Justine Hardy
Books Journalism Yoga India Aid Projects
About

Justine joins Martha (Kearney) to talk about making a home with a Muslim family in a place that is considered a crucible of Islamic extremism and how the experience inspired her romantic book The Wonder House. Listen to the interview...
BBC Radio 4 Woman’s Hour interview with Justine on The Wonder House
(Please note you will need RealPlayer to listen to this item)
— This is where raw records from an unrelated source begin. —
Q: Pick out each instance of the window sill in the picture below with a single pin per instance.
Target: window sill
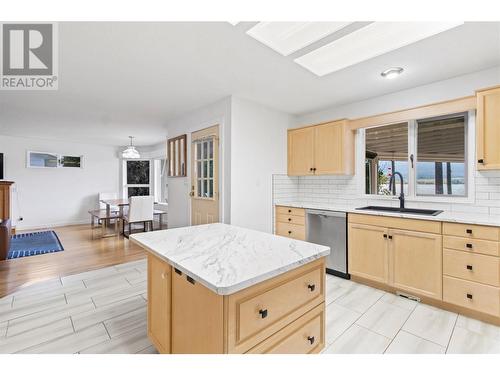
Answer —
(444, 199)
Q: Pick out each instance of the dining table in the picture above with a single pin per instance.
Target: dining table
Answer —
(121, 203)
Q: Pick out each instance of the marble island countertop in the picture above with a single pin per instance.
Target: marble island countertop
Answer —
(226, 258)
(448, 216)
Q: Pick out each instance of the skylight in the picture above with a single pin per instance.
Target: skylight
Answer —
(370, 41)
(289, 37)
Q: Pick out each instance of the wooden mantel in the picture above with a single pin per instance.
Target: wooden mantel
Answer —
(5, 199)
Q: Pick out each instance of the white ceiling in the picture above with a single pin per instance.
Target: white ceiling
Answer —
(120, 79)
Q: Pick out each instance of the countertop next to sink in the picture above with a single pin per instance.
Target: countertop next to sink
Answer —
(448, 216)
(226, 258)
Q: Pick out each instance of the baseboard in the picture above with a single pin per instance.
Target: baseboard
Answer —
(20, 227)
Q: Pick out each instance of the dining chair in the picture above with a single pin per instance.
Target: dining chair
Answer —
(141, 210)
(106, 196)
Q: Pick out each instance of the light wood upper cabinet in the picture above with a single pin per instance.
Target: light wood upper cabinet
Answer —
(321, 149)
(416, 262)
(301, 151)
(368, 252)
(488, 129)
(159, 299)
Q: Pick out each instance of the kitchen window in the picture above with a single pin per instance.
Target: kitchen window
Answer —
(430, 154)
(137, 177)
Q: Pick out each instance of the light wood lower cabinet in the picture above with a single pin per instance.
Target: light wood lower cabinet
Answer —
(416, 262)
(407, 260)
(368, 252)
(159, 303)
(186, 317)
(305, 335)
(290, 222)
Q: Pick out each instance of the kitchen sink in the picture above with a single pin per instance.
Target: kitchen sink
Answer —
(414, 211)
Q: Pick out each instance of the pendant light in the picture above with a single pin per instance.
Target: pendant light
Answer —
(130, 152)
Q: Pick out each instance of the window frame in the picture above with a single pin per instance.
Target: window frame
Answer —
(57, 155)
(470, 118)
(126, 186)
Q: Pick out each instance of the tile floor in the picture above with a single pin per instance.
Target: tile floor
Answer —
(104, 311)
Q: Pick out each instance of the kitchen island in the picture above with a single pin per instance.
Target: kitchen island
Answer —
(218, 288)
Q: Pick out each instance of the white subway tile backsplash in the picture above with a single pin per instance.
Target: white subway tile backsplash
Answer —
(342, 191)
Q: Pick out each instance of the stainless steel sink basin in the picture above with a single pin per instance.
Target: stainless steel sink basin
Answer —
(414, 211)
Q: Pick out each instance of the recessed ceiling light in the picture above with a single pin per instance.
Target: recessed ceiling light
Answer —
(391, 73)
(288, 37)
(370, 41)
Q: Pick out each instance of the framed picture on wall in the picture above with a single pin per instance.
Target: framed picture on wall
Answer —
(176, 155)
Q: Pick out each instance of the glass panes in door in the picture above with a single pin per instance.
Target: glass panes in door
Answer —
(204, 168)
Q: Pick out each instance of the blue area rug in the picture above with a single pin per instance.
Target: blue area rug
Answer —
(36, 243)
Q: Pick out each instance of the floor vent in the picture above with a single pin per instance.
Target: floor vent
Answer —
(408, 296)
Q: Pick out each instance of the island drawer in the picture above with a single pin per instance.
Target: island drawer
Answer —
(284, 210)
(474, 296)
(297, 232)
(471, 245)
(472, 231)
(305, 335)
(474, 267)
(292, 219)
(260, 311)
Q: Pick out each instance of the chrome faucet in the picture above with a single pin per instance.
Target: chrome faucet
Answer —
(402, 194)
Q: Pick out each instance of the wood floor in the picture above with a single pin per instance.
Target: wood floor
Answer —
(81, 253)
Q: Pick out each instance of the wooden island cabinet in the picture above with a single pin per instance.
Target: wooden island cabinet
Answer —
(256, 311)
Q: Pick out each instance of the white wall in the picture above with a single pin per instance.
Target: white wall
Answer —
(51, 197)
(179, 187)
(453, 88)
(258, 150)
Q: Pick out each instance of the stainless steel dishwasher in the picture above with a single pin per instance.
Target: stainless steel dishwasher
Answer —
(329, 228)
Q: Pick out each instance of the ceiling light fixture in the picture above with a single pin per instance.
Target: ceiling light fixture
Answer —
(368, 42)
(392, 73)
(130, 152)
(289, 37)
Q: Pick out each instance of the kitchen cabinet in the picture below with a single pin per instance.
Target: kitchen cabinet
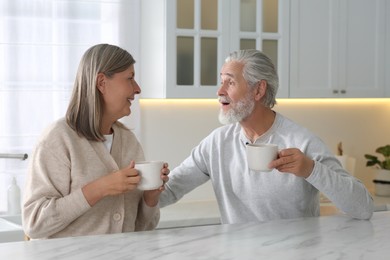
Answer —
(338, 48)
(184, 42)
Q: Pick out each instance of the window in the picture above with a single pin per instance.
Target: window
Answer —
(41, 43)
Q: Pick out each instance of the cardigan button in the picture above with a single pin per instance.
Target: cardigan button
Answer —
(116, 216)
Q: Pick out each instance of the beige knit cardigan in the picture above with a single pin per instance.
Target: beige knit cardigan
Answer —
(62, 163)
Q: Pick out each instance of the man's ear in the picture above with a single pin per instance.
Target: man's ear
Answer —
(261, 87)
(100, 82)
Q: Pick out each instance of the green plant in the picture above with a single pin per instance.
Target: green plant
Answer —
(373, 160)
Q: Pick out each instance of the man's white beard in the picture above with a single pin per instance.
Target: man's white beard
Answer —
(239, 112)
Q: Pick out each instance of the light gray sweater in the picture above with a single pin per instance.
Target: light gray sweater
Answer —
(62, 163)
(244, 195)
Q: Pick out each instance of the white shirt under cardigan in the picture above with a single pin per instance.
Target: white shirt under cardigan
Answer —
(244, 195)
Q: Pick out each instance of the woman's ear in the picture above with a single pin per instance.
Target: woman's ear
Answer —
(261, 87)
(100, 82)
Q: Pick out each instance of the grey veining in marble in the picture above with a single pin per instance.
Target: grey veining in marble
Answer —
(332, 237)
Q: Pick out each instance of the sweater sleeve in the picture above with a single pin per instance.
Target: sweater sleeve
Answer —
(190, 174)
(346, 192)
(49, 204)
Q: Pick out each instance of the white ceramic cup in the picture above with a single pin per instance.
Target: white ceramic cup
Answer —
(260, 155)
(150, 172)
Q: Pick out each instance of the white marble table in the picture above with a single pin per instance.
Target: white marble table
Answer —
(328, 237)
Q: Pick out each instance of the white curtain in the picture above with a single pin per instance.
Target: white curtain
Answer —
(41, 43)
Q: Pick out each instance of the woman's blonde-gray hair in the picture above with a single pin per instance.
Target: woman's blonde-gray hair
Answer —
(85, 108)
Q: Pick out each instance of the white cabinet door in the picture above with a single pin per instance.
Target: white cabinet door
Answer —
(337, 48)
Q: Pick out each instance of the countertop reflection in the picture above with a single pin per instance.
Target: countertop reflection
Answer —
(327, 237)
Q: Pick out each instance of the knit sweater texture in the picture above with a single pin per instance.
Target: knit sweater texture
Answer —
(62, 163)
(244, 195)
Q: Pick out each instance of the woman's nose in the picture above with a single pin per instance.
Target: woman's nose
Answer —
(137, 88)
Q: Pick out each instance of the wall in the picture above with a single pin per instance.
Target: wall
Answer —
(171, 128)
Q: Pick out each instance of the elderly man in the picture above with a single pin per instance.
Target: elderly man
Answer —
(304, 166)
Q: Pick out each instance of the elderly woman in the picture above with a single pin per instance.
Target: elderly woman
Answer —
(81, 178)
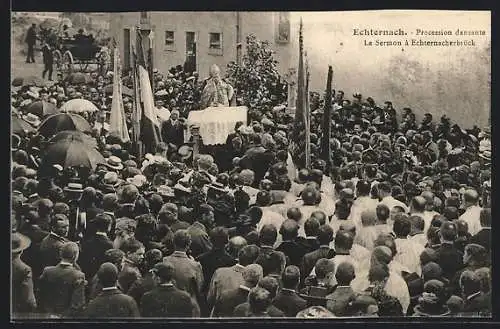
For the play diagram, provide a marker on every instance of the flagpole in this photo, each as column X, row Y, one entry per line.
column 307, row 119
column 150, row 59
column 325, row 140
column 136, row 124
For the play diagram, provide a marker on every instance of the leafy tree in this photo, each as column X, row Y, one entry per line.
column 257, row 82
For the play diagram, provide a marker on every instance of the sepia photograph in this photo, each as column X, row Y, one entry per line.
column 250, row 164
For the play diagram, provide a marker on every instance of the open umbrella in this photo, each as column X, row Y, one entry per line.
column 71, row 153
column 79, row 78
column 79, row 105
column 63, row 121
column 31, row 80
column 42, row 108
column 20, row 126
column 126, row 91
column 74, row 135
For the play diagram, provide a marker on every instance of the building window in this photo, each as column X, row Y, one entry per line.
column 169, row 40
column 216, row 40
column 283, row 28
column 215, row 43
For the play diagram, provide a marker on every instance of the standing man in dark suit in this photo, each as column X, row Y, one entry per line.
column 325, row 236
column 130, row 273
column 31, row 41
column 288, row 300
column 48, row 60
column 166, row 300
column 51, row 245
column 483, row 237
column 111, row 303
column 293, row 251
column 61, row 290
column 23, row 297
column 449, row 257
column 217, row 257
column 172, row 130
column 227, row 302
column 188, row 274
column 94, row 248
Welcome to the About Section

Justine Hardy

About Justine

Justine Hardy has been a journalist for twenty-one years, many of those spent covering South Asia. She is the author of five books ranging in subject from war to Hindi film: The Ochre Border, 1995, was about the reopening of the Tibetan frontier-lands. Her second Scoop-Wallah, 1999, was the story of her time on an Indian newspaper in Delhi. It was short-listed for the Thomas Cook/Daily Telegraph Travel Book Award 2000 and serialised on BBC Radio 4. Goat: A Story of Kashmir and Notting Hill, 2000, was an inside look at life in Kashmir and Notting Hill, two places drawn together by the latter’s obsession with the fine pashmina weave of the Kashmir Valley. This was also serialised on BBC Radio 4. Bollywood Boy, 2002, was a bestseller in which the Hindi film industry was the vehicle for a closer look at the obsession with fame as it crept West to East, as well as a closer look at the darker side of an industry pumping out high-octane escapism for an audience of over a billion. The Wonder House, 2005, is a novel set in Kashmir against the background of the conflict, and based on Justine’s experience of frontline coverage, time spent in militant training camps, and amongst the extremists. It was short-listed for the Author’s Club best first novel in 2006. Her books have been translated into nine languages including Hindi and Serbian.
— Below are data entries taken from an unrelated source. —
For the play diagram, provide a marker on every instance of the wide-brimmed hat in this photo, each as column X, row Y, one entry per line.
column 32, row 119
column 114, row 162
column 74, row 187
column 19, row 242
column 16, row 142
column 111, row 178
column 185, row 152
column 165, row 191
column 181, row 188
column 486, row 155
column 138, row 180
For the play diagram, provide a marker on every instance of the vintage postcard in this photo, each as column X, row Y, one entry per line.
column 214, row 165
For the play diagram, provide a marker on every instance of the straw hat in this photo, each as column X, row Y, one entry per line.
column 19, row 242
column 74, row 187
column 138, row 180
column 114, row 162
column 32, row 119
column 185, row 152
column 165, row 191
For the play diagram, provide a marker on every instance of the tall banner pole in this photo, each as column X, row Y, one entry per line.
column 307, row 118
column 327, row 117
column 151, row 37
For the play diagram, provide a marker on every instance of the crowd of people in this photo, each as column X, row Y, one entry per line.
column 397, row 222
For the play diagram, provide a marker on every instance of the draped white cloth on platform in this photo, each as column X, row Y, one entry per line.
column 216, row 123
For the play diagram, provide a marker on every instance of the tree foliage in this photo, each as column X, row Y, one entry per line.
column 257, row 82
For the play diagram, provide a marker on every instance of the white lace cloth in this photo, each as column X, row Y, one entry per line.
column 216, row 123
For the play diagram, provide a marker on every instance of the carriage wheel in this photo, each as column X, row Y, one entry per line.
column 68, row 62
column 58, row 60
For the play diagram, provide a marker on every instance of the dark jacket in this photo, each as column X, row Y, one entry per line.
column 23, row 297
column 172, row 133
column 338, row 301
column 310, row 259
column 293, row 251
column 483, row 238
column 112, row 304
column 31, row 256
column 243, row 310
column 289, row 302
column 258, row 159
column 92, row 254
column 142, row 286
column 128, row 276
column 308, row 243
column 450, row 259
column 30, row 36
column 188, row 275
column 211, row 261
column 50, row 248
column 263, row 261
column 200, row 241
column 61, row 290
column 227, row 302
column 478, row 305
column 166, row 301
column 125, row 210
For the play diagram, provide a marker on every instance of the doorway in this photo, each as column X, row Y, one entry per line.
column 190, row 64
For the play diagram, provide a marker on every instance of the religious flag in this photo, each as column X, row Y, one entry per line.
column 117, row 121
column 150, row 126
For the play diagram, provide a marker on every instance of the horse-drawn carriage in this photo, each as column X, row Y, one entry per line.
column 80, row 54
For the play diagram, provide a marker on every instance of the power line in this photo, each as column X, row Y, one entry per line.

Justine writes for The Financial Times. She also freelances for The Times, various Condé Nast magazines such as Vanity Fair and Traveler, as well as other publications.

As a documentary maker and presenter she started at Channel 4 in 1996 on BAFTA-nominated series Urban Jungle. She has worked on several BBC strands in India for both BBC and BBC World. Justine was a presenter on Travel TV for four years. Her most recent work was as a co-presenter with Jerry Hall on a series about Eastern philosophy’s journey West for BBC.
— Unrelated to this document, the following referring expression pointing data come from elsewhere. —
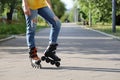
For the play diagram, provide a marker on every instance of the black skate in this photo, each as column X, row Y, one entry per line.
column 34, row 59
column 50, row 57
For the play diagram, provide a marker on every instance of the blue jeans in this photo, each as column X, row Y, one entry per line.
column 49, row 16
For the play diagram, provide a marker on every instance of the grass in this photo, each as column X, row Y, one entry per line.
column 14, row 29
column 107, row 28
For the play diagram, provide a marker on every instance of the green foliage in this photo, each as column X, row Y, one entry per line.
column 58, row 7
column 9, row 29
column 101, row 10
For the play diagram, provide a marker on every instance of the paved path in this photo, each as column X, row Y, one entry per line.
column 86, row 55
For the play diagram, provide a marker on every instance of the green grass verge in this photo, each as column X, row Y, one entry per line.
column 107, row 29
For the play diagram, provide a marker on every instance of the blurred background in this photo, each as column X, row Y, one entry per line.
column 92, row 13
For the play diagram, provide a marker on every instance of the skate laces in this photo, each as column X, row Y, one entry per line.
column 33, row 54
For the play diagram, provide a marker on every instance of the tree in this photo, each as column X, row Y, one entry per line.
column 58, row 7
column 12, row 4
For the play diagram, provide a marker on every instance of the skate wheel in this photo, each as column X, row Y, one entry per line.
column 48, row 60
column 57, row 64
column 52, row 62
column 43, row 58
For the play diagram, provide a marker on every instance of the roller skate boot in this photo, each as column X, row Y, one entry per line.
column 34, row 59
column 50, row 55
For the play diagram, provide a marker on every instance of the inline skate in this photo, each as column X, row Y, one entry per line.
column 50, row 55
column 34, row 59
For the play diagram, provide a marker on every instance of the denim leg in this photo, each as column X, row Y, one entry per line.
column 31, row 27
column 55, row 23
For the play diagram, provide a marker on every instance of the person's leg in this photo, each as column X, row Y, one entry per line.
column 30, row 37
column 55, row 23
column 31, row 27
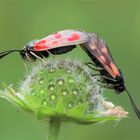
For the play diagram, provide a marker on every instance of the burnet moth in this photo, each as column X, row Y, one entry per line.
column 56, row 43
column 64, row 41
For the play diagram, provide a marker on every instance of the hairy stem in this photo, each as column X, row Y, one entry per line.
column 54, row 125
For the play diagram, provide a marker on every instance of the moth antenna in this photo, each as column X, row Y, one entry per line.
column 2, row 54
column 137, row 111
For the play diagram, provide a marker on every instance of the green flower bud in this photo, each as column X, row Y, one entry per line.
column 66, row 90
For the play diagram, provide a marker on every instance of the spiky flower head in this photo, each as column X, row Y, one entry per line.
column 63, row 89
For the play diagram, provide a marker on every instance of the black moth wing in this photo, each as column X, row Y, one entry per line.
column 97, row 48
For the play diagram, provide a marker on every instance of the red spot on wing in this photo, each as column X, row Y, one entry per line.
column 54, row 42
column 41, row 45
column 74, row 37
column 57, row 36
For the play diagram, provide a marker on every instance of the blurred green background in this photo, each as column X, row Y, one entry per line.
column 117, row 21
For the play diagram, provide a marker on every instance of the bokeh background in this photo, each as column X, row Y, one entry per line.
column 117, row 21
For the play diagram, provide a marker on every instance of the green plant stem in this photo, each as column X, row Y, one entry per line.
column 54, row 125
Justine is a director of the NGO in India that she wrote about in Goat. Development Research and Action Group sets up schools in slum areas of Delhi that have been over-looked by the bigger international agencies, usually because of the problems of slum politics. After the earthquake in Kashmir in October 2005 Justine was involved in setting up an NGO with some Kashmiri friends in The Valley. The Kashmir Welfare Trust is building homes, schools and medical centres in some of the worst effected areas, as well as moving into conflict mediation. In England Justine is part of New Bridge, a foundation working on the rehabilitation of life sentence prisoners before release.

Justine has been studying Eastern philosophy and yoga all through her adult life. She teaches yoga and philosophy in the UK and in India, both in Delhi and in the schools that The Kashmir Welfare Trust has in The Valley.